Beware the ‘third year boom and fourth year bust” – the small business curse.

Businessman using binoculars, money reflected in the lens

An unusual business phenomenon that I have observed is the third-year boom and fourth-year bust. Once I became aware of it, I started to notice how real it was (and how common it was). The first year of business is generally pretty hard but exciting. It’s the year where you jump for joy when you get your first customer or the first big contract and at the same time bite your nails wondering how to pay the electricity bill. It’s a year that goes by quickly because there is so much happening.

Assuming that you have made it through the first year, the second year starts and you are a lot smarter. You have made a few mistakes, lost some money, done some great work and some that you might like to forget. Financially it’s still hard, but you can see light at the end of the tunnel. Towards the end of the second year you start to notice that there is always a little more money left in the bank account at the end of the week, and you seem to be getting more and more customers because word of mouth is starting to spread about just how wonderful your business is. At the same time, you are tired and stressed because it’s been a hard two years.

You are into the third year and business starts to boom. At the end of the week there is a lot of money left in the account and you can now start to reward yourself. Perhaps you buy yourself a new car, maybe even a new house, maybe a good holiday. While you are busy spending this money, phone calls aren’t being returned, customers are starting to leave, bills aren’t getting paid and you don’t notice.

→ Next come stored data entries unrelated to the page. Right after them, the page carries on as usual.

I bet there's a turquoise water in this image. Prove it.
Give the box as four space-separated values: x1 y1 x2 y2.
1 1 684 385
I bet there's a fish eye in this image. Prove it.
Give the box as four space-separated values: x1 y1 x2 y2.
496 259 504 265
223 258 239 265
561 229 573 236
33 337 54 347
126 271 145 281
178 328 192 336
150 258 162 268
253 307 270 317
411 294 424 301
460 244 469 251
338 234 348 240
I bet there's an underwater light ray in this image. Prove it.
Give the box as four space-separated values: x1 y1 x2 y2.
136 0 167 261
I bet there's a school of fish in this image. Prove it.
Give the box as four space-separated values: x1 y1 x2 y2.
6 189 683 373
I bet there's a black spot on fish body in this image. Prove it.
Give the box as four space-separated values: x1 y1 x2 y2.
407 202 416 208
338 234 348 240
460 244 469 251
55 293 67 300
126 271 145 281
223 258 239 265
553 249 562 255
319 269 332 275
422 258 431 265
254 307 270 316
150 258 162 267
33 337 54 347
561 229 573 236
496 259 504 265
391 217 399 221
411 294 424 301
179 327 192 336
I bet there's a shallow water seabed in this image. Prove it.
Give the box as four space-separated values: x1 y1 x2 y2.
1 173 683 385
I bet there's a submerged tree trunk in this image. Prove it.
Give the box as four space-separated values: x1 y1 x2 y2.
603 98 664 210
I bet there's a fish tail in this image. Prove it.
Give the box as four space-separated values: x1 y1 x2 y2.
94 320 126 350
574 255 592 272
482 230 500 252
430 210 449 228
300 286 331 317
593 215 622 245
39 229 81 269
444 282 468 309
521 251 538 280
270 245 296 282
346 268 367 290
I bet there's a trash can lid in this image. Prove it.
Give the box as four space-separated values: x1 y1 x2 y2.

As you start the fourth year, your attention is shockingly brought back to the business when the tow truck pulls away with your shiny new sports car. At about the same time, the bank rings to say that your account is overdrawn, creditors are ringing for overdue accounts, the tax man comes knocking on the door and then, it all comes crashing down. Finally the business goes bust.

I’m not saying that every business goes through this cycle, but if you keep an eye out you will notice that it happens a lot. If you wake up one day, pay all of your bills and find that there is money left over, be careful, be very careful, because you might just be entering the third year boom – and now we know what that leads to!